Bir kesimin, aptal sürüsü yetiştirmek istemesinin en önemli sebebi akıllarını egemenlik altına aldıkları bireyleri, tek bir aklın hükümranlığına boyun eğdirmek istemeleridir. Öyle ki bu çevrelerde kişiler çoğu zaman işleyen bir kafaları olduğunu bile unutur hale geliyorlar. Düşünmek, akıl yürütmek, gerektiğinde reddetmek öylesine korkunç bir durummuş gibi gösteriliyor ki dolayısıyla düşünen bireyler ile kafalarından habersiz yaşayanlar arasında dağ gibi bir uçurum meydana geliyor. Bu fikir uçurumunda iki taraf istese dahi birbirine kavuşamıyor. Dolayısıyla akıllarını bir başkasına kiraya veren beyinler, fikir üretmek yerine başkalarından devşirdikleri fikirleri hayata geçirmeye çalışıyorlar.

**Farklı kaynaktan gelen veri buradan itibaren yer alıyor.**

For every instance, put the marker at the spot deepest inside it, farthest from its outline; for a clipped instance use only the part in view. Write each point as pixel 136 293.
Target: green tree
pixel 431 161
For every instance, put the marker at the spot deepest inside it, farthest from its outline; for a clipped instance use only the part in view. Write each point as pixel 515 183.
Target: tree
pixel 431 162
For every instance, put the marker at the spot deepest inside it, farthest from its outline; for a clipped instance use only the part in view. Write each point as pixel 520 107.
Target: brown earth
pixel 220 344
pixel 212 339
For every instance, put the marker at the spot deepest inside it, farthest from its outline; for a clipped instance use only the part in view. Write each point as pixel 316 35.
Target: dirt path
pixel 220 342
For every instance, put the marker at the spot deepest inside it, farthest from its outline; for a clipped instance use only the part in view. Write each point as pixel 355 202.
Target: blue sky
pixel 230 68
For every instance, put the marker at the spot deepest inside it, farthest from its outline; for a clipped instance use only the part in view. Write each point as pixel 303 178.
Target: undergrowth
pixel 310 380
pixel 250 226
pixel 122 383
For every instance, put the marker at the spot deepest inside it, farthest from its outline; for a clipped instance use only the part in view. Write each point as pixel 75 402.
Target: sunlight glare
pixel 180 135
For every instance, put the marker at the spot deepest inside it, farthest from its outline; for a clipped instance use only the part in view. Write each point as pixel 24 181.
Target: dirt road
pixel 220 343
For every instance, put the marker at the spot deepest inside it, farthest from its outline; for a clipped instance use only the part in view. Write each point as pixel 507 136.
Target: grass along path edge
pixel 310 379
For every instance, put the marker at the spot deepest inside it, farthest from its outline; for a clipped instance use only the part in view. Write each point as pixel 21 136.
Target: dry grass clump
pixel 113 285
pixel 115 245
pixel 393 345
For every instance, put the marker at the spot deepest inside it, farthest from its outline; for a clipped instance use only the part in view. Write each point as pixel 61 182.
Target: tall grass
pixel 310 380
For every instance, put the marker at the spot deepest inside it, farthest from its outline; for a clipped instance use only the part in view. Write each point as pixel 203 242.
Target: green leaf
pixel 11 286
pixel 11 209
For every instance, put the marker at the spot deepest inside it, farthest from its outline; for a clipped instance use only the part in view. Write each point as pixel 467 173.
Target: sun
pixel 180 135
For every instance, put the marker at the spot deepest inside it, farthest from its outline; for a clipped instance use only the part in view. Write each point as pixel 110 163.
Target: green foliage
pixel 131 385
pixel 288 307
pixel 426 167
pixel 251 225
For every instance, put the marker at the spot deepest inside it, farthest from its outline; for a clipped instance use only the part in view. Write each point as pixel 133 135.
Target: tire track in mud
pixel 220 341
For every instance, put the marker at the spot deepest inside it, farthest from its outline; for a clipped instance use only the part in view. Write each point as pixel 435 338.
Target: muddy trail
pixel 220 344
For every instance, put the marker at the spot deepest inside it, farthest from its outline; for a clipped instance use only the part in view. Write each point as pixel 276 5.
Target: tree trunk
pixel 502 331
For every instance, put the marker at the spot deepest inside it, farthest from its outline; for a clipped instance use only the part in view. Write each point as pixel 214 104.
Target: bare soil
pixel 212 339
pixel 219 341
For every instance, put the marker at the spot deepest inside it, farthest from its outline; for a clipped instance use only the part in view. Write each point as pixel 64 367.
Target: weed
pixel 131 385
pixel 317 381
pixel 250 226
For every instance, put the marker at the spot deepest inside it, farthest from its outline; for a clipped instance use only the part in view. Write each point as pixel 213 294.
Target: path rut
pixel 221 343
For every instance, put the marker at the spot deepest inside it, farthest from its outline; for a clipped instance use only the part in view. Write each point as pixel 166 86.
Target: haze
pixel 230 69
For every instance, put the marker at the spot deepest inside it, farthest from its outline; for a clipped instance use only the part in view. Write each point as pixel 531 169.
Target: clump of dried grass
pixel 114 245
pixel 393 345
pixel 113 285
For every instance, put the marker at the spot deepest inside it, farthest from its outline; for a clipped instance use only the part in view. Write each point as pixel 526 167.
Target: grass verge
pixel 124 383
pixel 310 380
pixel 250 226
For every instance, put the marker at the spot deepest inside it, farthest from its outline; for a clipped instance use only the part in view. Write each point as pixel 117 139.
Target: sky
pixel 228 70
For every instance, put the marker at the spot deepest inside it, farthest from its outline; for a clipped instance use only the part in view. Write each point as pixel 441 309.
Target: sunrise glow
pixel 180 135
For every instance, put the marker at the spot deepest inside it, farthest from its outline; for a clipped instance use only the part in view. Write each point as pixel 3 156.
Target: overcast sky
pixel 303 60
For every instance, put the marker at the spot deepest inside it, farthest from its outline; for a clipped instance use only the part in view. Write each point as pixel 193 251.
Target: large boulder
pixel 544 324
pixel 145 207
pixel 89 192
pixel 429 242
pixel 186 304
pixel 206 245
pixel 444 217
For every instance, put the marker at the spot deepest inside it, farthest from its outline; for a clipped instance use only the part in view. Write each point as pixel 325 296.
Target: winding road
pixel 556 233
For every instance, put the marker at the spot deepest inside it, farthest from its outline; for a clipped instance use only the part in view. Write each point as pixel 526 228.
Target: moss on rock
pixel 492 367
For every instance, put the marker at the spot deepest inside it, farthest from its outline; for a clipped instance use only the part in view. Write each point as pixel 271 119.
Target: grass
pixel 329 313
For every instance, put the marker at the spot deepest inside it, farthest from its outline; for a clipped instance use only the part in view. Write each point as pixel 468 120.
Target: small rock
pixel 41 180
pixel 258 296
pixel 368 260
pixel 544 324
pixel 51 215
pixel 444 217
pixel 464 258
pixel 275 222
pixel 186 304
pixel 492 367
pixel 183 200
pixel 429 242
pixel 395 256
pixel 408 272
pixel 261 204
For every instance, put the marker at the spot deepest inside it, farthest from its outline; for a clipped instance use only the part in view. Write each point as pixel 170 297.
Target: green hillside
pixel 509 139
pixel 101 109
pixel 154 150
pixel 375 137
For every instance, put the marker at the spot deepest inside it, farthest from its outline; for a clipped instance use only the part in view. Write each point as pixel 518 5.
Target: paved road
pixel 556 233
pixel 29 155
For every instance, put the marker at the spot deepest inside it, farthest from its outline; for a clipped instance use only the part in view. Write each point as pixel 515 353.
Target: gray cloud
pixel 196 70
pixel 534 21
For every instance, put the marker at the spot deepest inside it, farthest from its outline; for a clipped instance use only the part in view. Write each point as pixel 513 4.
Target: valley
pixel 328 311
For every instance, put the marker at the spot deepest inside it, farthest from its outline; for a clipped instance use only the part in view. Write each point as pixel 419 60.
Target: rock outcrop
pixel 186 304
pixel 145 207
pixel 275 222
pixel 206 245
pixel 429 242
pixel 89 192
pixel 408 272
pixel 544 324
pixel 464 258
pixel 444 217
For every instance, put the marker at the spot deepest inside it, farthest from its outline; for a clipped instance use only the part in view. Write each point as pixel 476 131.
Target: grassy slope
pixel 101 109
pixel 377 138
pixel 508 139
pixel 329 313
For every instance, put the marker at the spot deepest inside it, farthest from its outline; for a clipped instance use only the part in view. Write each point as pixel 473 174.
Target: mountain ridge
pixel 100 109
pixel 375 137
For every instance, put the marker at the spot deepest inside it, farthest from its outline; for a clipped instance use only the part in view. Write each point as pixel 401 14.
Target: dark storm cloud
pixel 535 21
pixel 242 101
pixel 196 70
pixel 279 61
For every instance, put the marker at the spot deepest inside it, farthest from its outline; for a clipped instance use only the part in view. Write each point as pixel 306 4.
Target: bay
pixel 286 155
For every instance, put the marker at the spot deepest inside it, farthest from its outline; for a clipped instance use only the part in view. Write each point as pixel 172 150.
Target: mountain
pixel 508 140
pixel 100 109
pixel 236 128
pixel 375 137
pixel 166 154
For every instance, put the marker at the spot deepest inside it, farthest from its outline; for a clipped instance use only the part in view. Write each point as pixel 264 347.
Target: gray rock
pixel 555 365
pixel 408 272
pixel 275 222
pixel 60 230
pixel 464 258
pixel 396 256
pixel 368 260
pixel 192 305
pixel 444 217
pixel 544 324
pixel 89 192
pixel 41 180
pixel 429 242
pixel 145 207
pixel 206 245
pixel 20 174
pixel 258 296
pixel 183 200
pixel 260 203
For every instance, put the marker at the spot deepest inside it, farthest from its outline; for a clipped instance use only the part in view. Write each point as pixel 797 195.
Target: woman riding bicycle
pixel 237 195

Durum böyle olunca devşirilen her fikir, devşirenin üstünde eğreti durmaya mahkum oluyor.

..

“Ve O aklını kullanmayanları pisliğe mahkum eder!”(Yunus/100)

 

Tarihi biraz incelediğimizde İbn-i Rüşd’ün Latinceye çevrilen eserlerinin batıda çok uzun yıllar okutulmasının en önemli sebeplerinden biri, onun aklı ön plana çıkaran düşünceleri ve bu düşüncelerinin kitaplarında vuku bulmuş olmasıdır. Nakilci bir anlayışa sahip olan Gazali’ye karşı akılcı tarafı temsil eden İbn-i Rüşd, Gazali’nin Tehâfütü’l Felâsife eserine karşılık Tehafüt-üt Tehafüt adlı kitabını kaleme almıştır. Gazali’nin aksine felsefenin insanı dinden çıkarmayacağını, akletmenin bir sorun değil Allah’ın bir emri olduğunu savunmuştur. Elbette bu durum günümüzde hala tartışılmaktadır. Fakat tartışan taraflar birbirlerini dinlemek yerine eleştiri oklarını atmaya başladıkları sürece kimse kimseyi anlayamayacaktır.

 

Uzun yıllardır gördüğümüz, tanık olduğumuz en önemli gerçeklik, en büyük korkunun yine en büyük fikir adamlarına karşı beslendiğidir. Şeyh Ahmed Yasin’i de 70 küsür yaşında tekerlekli sandalyesinin üstünde katlettiren şey, bu korkunun bir tezahürüdür.

 

“Müslümanlara da ilme önem vermelerini tavsiye ediyorum. İlim gelecekte bizim düşmanımıza karşı zafer elde etmekte kullanacağımız silahımız olacak. Cehaletle zafer elde edemeyiz. Dini, dünyayı ve ahireti kuşatacak bir ilimle ancak zafer elde edebiliriz.”

 

Ahmed Yasin ve onun gibilerin sahip olduğu bu düşünce yapısı öteden beri bazılarını hep korkutmuştur. İleriye gitmenin doğru kullanılan bir akıl, irade ve çabayla olacağını savunan Ahmed Yasin gibi ilim insanlarının aslında yaptıkları, Allah’ın ayetlerine uygun yaşamaya çalışmaktır.

 

“Eğer söz dinleseydik, yahut aklımızı kullansaydık, şu çılgın ateş halkı arasında bulunmazdık” diyecekler.